Which pretty much killed her will to come up with some celebration for the soldiers. She tossed Ten a bottle of water and closed up the back of the truck. But on the way out of town she spotted a shop that made her reconsider. Drums. Berber tribal drums. Sometimes on campaign there had been drumming in camp. Singing, too. There had been no singing at the kasbah, but she thought of Ziri and Ixander clowning in the court, the laughter that she’d had no part in, and she bought ten drums, and drove the long way back as day slid into dark.

She was overseeing the unloading when the Shadows That Live returned.

“I thought the Shadows That Live were the Shadows That Died,” said Liraz.

Word had come from Thisalene, and Akiva was reeling. The horror, the body count, the bold stroke. The fool stroke. To attack so near Astrae was to pierce the perceived sanctity of the Empire itself. Did these rebels even know what they had begun?

Hazael sighed, blowing out a long, weary breath. “Is it just me, or have you noticed that chimaera prefer not to be dead?”

“Well then,” said Liraz. “We have that in common at least.”

“We have more in common than that,” said Akiva.

Liraz turned her eyes on him. “You more than most,” she said, and he thought she meant something biting about “harmony” with the beasts, but she dropped her voice and said, “Slipping about invisible, for example?” and Akiva went cold.

Did she know what he had been doing these past nights, or did she just mean his glamour in general? Her gaze lingered, and there seemed a keen specificity to it, but when she continued, it was only to say, “If Father knew you could do that…” and trail away with a whistle. “He could have his own personal Shadow That Lives.”

Akiva looked around. He didn’t like to talk about it in camp—his magic, his secrets. Even calling the emperor “Father” was punishable, first because use of his honorific was law, and second because the Misbegotten had no claim to paternity. They were weapons, and weapons had no fathers, or mothers, either, and if a sword could claim a maker, it was the blacksmith, not the vein of ore whence came its metal. Of course, that didn’t stop Joram boasting how many “weapons” came from his own “vein of ore.” The stewards kept lists. There had been more than three thousand bastard soldiers born in the harem.

Of which barely three hundred remained, and too many of those were deaths recent.

Akiva saw that there was no one within earshot. “You could do it, too,” he reminded Liraz. He had taught his brother and sister the glamour so they could pass in the human world, helping him to burn the black handprints onto Brimstone’s doors. They managed it, though not with ease, and not for long.

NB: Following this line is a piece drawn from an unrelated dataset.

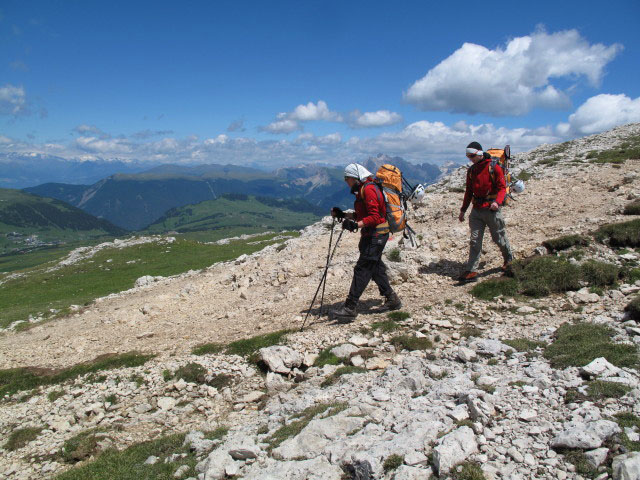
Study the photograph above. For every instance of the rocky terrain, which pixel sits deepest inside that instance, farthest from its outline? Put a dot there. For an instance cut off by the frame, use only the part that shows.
(469, 401)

She made a sound of disgust. “I think not. I prefer my victims to know who killed them.”

“So they can dream of your lovely face for all their eternal slumber,” said Hazael.

“It’s a blessing to die at the hand of someone beautiful,” answered Liraz.

“So, not at Jael’s hand, then,” remarked Hazael.

Jael. Akiva glanced at the sky. The name was a sharp reminder.

“No. Godstars.” Liraz shuddered. “There is no blessing that will help his victims. Do you know, there are two reasons I am glad I am Misbegotten, and both of them are Jael.”

“What reasons?” Akiva couldn’t imagine why anyone, especially his sister, would be glad to be the emperor’s bastard.

The Misbegotten were the most effective and least rewarded of all of the Empire’s forces. They could never command, lest they strive above their station, but were only fodder for the ranks, given out on loan to regiments of the Second Legion to do the dirty work. They had no pensions, being expected to serve until their deaths, and were not permitted to marry, to bear or father children, to own land, or even to live elsewhere than their barracks. It was a sort of slavery, really. They weren’t even given burial but only cremation in common urns, and since their names were borrowed more than owned, it was deemed meaningless to engrave them on a stone or placard. The only record of life a Misbegotten left behind was his or her name stricken from the stewards’ list so that it could be given over to some new mewling babe soon enough to be ripped from its mother’s arms.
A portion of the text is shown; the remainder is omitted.